Detrás del restaurante La Carnicería están los chef Germán Sitz y Pedro Peña. Sitz cría su propio ganado en La Pampa y lleva la carne hasta la parrilla sin intermediarios. Y destaca el esfuerzo del carnicero argentino por utilizar la res completa, en un ejercicio de trozado que exige años de aprendizaje con el cuchillo en mano. “En Estados Unidos, por ejemplo, se usan unos pocos cortes, como el costillar, y el resto se pica para hamburguesas. Acá se aprovecha todo, sin molerla”, explica. Ernesto Jáuregui es ingeniero Agrónomo y administra la hacienda de la familia Sitz. La calidad de la carne argentina, dice, está en la cría a campo abierto, donde los animales engordan a pasto. El alimento de corral “se usa solo entre los 30 y los 90 días finales para homogenizar la hacienda”. “La carne es tierna, porque la alimentación a pastura hace que no se acelere el crecimiento, que dura unos 22 meses, contra los 15 meses de otros países”, explica.

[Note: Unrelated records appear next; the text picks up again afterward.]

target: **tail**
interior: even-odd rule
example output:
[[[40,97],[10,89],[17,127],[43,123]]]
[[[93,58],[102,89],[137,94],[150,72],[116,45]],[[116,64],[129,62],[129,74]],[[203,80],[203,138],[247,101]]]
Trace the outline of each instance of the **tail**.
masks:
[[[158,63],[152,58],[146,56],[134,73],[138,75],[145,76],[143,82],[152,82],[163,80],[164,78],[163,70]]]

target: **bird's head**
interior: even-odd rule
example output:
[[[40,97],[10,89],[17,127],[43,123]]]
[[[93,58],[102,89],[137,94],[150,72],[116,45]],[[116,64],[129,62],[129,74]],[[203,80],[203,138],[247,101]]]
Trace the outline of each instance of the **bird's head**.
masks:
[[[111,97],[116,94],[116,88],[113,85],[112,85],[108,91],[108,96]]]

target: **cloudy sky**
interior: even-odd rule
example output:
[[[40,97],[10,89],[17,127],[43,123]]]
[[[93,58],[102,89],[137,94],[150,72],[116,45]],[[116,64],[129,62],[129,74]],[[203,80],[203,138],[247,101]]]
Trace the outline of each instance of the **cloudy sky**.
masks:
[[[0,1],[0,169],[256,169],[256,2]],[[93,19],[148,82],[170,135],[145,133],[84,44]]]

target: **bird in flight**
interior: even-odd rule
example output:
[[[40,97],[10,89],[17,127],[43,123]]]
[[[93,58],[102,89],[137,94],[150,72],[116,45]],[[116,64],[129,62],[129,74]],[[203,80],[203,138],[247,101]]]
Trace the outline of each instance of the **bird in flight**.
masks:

Los cortes más comunes de la mesa argentina son los de gran volumen, una opción de sentido común. Méndez, de Piaf, explica que “un gastronómico sabe que de una nalga salen 30 milanesas y no necesita un Excell para organizarse”. Pero los carniceros de nueva generación pretenden “salir de esa restricción para presentar cortes que por un tema comercial no convienen, pero están cargados de contenido”. Y pone un ejemplo: “De un animal de 500 kilos saco un corte llamado arañita que pesa 150 gramos. Si pones arañita en tu carta tenés que matar a todas las vacas del pueblo para completarla”, ejemplifica.
La crisis económica y los cambios culturales han reducido el consumo de carne. Pero las tradiciones son más fuertes que el bolsillo, como destaca Nucho, el oráculo del barrio de Caballito: “La carne seguirá existiendo. Lo normal es comer 200 gramos por persona, y acá se calcula medio kilo y al final se compra un kilo. Cuatro personas te ponen un costillar entero a la parrilla. Esa es la magia argentina”.